Conversational Feedback in Scripted versus Spontaneous Dialogues: A Comparative Analysis
Ildik\'o Pil\'an, Laurent Pr\'evot, Hendrik Buschmeier, Pierre Lison

TL;DR
This study compares communicative feedback in scripted subtitles and spontaneous dialogues across multiple languages, revealing significant differences in feedback frequency and types, with implications for training conversational NLP models.
Contribution
The paper provides a comprehensive quantitative analysis of feedback phenomena in scripted versus spontaneous dialogues, highlighting key linguistic differences across languages and genres.
Findings
Feedback is less frequent in subtitles than in spontaneous dialogues.

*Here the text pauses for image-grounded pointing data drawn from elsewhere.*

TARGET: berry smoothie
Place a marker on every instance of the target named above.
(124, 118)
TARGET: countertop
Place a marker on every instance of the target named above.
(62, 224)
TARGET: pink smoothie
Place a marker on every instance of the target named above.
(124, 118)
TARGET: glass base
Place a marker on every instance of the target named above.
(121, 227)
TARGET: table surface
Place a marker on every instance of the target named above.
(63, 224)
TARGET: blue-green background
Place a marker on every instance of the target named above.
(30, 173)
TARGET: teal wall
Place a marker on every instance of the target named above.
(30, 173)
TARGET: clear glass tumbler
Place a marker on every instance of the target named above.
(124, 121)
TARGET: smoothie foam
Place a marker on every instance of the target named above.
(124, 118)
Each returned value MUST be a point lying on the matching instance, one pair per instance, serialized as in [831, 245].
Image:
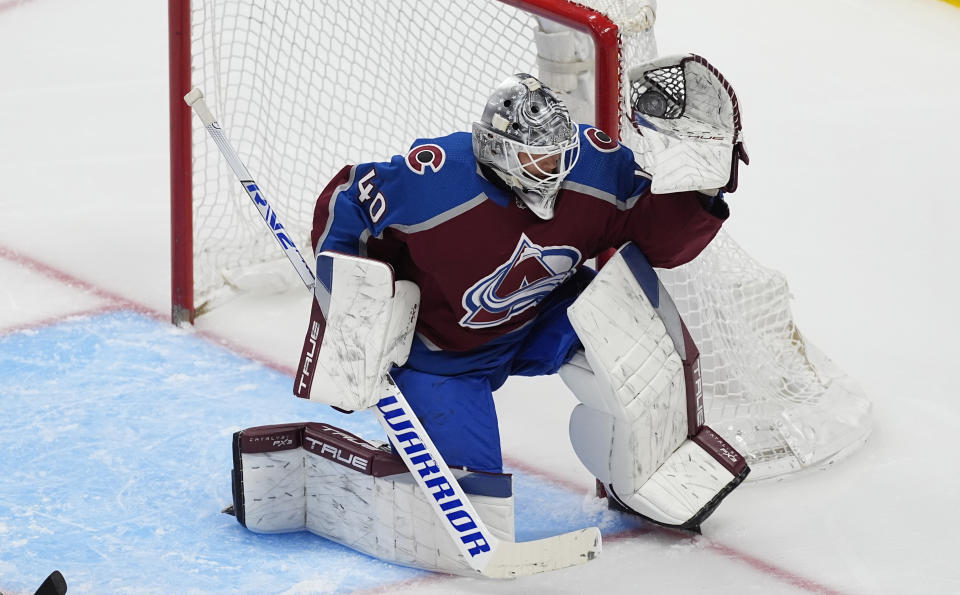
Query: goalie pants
[452, 392]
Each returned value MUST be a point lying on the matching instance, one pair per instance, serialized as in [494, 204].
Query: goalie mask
[527, 137]
[689, 120]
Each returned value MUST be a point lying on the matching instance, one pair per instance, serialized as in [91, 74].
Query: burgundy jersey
[482, 260]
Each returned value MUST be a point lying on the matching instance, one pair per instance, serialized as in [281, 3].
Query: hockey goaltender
[445, 270]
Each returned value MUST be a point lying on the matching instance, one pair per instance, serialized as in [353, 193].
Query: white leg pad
[683, 486]
[639, 426]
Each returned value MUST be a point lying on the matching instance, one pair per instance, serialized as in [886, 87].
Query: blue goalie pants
[452, 392]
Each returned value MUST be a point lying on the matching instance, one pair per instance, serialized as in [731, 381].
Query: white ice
[852, 115]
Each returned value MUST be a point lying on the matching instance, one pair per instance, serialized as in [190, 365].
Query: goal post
[305, 87]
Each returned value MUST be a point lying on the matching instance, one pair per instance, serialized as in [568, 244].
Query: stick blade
[513, 559]
[54, 584]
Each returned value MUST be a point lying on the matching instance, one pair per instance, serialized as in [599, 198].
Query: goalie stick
[54, 584]
[488, 555]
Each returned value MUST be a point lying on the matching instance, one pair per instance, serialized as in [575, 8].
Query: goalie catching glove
[361, 325]
[688, 118]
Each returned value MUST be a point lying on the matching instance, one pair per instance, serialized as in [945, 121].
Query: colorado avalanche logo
[423, 157]
[526, 278]
[601, 141]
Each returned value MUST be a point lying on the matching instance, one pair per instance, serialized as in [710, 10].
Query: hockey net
[303, 88]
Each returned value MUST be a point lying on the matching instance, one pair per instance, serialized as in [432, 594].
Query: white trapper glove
[362, 324]
[688, 117]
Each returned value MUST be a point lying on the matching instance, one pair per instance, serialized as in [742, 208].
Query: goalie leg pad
[361, 325]
[640, 428]
[322, 479]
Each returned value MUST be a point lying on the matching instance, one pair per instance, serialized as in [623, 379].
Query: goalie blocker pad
[639, 428]
[361, 324]
[320, 478]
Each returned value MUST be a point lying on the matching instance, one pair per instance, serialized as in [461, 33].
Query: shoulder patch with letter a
[527, 277]
[600, 140]
[422, 157]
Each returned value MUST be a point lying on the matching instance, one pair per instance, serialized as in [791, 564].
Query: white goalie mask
[527, 137]
[689, 119]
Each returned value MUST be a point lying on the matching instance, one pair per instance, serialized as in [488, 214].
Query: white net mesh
[303, 88]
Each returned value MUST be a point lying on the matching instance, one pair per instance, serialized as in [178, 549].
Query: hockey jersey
[483, 261]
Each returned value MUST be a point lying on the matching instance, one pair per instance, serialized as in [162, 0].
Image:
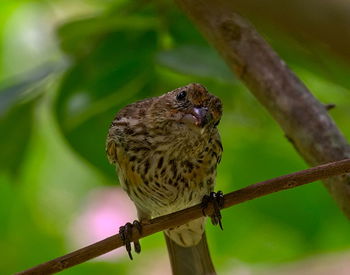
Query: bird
[166, 150]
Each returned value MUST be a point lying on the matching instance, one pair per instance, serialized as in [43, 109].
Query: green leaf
[196, 60]
[15, 128]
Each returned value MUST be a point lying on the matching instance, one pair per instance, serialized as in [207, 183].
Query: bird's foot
[217, 199]
[125, 233]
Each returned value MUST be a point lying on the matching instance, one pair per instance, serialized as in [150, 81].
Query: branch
[181, 217]
[302, 117]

Subtitles contain a higher proportion of negative feedback.
LLM-generated dialogues resemble scripted dialogues more than spontaneous ones.
Abstract
Scripted dialogues such as movie and TV subtitles constitute a widespread source of training data for conversational NLP models. However, there are notable linguistic differences between these dialogues and spontaneous interactions, especially regarding the occurrence of communicative feedback such as backchannels, acknowledgments, or clarification requests. This paper presents a quantitative analysis of such feedback phenomena in both subtitles and spontaneous conversations. Based on conversational data spanning eight languages and multiple genres, we extract lexical statistics, classifications from a dialogue act tagger, expert annotations and labels derived from a fine-tuned Large Language Model (LLM). Our main empirical findings are that (1) communicative feedback is markedly less frequent in subtitles than in spontaneous dialogues and (2) subtitles contain a higher proportion of…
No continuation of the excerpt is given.